Categories: Economics and Politics

What Marcos Administration Can Do to Arrest Slower Economic Growth in 2025

What Marcos Administration Can Do to Arrest Slower Economic Growth in 2025

Executive summary: Setting the course for faster growth in 2025

After another quarterly print that underscored slower momentum, the Marcos administration faces a pivotal decision: accelerate growth by targeted reforms or weather headwinds with short-term fixes. The path forward combines pragmatic policy adjustments, predictable rules, and investments that unlock private sector activity. The aim is to create a virtuous cycle where reforms attract capital, households gain real incomes, and export and tourism sectors synergize with domestic demand.

1) Accelerate infrastructure delivery with smart financing

Infrastructure remains a backbone for growth. To arrest the slowdown, the government should streamline project appraisal, expedite procurement, and maximize the utility of public-private partnerships (PPPs). Priorities include reliable power for industrial zones, road and port connectivity that reduce logistics costs, and digital infrastructure that enables e-commerce, remote work, and manufacturing hubs. Financing should emphasize credit-enhancing guarantees and blended-finance structures to mobilize private capital without ballooning public debt.

Key steps

  • Publish a transparent pipeline with milestones, budgets, and risk registers to reduce uncertainty for investors.
  • Expand PPP frameworks to include sector-focused funds and performance-based payments to ensure on-time delivery.
  • Coordinate with regional governments to align national plans with local development priorities.

2) Improve the business climate and regulatory efficiency

Competitiveness hinges on predictable rules and lower frictions for business start-ups, licensing, and compliance. A dedicated reform package should reduce red tape, standardize permits, and digitalize filing systems to cut time and cost for small and medium-sized enterprises (SMEs) and large investors alike.

Practical reforms

  • Consolidate business registries and create a one-stop digital portal for licensing and tax compliance.
  • Clarify tax incentives for investments in hi-tech manufacturing, green energy, and export-oriented sectors to avoid ambiguity.
  • Implement sunset clauses and independent oversight to prevent regime uncertainty and improve governance.

3) Stabilize energy supply and cost to support industry

Energy stability underpins manufacturing, logistics, and services. A credible plan to diversify supply sources, reduce price volatility, and encourage cleaner generation can buoy investor confidence and sustain job creation.

Actions to consider

  • Accelerate renewable projects with clear tariff policies and streamlined permitting.
  • Expand natural gas and other mid-merit capacity to smooth demand swings.
  • Enhance grid reliability and reduce electricity prices for heavy users through targeted subsidies or competition reforms where appropriate.

4) Strengthen agricultural productivity and rural growth

A more robust agricultural sector supports employment and domestic demand. Policies should focus on modernization, access to credit, and market linkages to reduce vulnerability to external shocks.

Policy ideas

  • Provide low-cost credit lines for smallholders to invest in yield-enhancing inputs and post-harvest facilities.
  • Expand irrigation, storage, and transport networks to cut losses and raise farm incomes.
  • Enhance agricultural processing to add value and create export-ready products.
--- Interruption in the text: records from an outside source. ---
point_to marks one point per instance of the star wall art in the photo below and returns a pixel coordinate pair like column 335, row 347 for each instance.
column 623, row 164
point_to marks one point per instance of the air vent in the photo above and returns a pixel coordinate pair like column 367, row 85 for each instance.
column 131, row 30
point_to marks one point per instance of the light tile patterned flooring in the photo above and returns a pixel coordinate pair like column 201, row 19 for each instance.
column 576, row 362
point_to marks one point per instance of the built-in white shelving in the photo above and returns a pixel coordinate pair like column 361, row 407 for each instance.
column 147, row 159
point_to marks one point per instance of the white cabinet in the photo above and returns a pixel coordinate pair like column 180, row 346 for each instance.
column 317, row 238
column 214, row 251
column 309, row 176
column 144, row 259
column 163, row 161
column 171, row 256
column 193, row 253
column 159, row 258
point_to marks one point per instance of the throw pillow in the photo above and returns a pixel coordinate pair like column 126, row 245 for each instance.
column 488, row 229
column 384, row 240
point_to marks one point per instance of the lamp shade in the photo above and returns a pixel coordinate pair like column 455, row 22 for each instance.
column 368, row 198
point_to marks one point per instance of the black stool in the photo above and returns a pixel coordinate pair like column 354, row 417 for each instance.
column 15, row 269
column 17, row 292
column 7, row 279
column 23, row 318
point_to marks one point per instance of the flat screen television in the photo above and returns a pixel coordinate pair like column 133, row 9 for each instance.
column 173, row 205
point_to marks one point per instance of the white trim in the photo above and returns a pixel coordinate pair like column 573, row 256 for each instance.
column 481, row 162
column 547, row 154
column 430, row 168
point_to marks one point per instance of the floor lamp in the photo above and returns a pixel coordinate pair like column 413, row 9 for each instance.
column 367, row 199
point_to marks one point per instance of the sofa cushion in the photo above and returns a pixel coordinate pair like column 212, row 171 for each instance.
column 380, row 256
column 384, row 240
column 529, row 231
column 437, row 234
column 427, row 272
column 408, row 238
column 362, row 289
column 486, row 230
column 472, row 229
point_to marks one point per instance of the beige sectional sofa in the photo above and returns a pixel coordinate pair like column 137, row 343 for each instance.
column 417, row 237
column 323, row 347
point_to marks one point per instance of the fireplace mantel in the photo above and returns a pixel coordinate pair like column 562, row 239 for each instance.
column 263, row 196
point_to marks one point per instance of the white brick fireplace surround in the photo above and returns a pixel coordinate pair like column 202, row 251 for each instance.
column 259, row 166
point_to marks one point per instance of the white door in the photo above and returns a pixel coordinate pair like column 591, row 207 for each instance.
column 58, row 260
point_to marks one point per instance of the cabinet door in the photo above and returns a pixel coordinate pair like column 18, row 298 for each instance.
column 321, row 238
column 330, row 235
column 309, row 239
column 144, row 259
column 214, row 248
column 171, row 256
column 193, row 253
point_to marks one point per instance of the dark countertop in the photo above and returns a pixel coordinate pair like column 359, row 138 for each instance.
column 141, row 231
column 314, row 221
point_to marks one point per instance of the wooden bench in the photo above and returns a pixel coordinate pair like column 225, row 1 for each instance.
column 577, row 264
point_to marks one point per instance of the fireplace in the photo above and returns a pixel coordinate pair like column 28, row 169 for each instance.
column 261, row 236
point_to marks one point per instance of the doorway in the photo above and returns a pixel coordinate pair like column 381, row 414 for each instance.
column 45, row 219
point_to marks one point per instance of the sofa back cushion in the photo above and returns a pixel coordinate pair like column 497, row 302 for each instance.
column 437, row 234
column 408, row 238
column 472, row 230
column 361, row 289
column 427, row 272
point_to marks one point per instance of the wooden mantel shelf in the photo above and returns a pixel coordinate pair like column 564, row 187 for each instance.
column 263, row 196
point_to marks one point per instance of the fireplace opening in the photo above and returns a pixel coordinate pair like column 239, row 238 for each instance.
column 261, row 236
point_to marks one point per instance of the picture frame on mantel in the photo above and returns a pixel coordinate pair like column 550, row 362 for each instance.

5) Grow exports and tourism by targeted marketing and incentives

Global demand for Philippine products and experiences can be unlocked through selective incentives, improved logistics, and destination marketing. A strategic push in high-potential sectors—manufactured goods, agri-foods, and digital services—can widen the growth base.

What to implement

  • Streamline customs and reduce non-tariff barriers for key export items.
  • Offer stable, transparent incentives for tourism investments and hospitality upgrades in underserved regions.
  • Promote digital services and remote-work hubs to attract foreign investment and skilled labor.

Policy cohesion and communication

Beyond individual reforms, the administration should maintain durable policy messaging, data transparency, and a quarterly update on macroeconomic projections. A credible, consistent plan reduces uncertainty and signals to markets that growth is the shared objective.

Conclusion: A practical reform agenda for 2025

To arrest the pace of slowing growth, the Marcos administration must couple near-term stabilization with medium-term reforms that unlock the private sector’s potential. By focusing on infrastructure, regulatory efficiency, energy stability, agricultural support, and export competitiveness, the Philippines can restore momentum and create a more resilient economy for 2025 and beyond.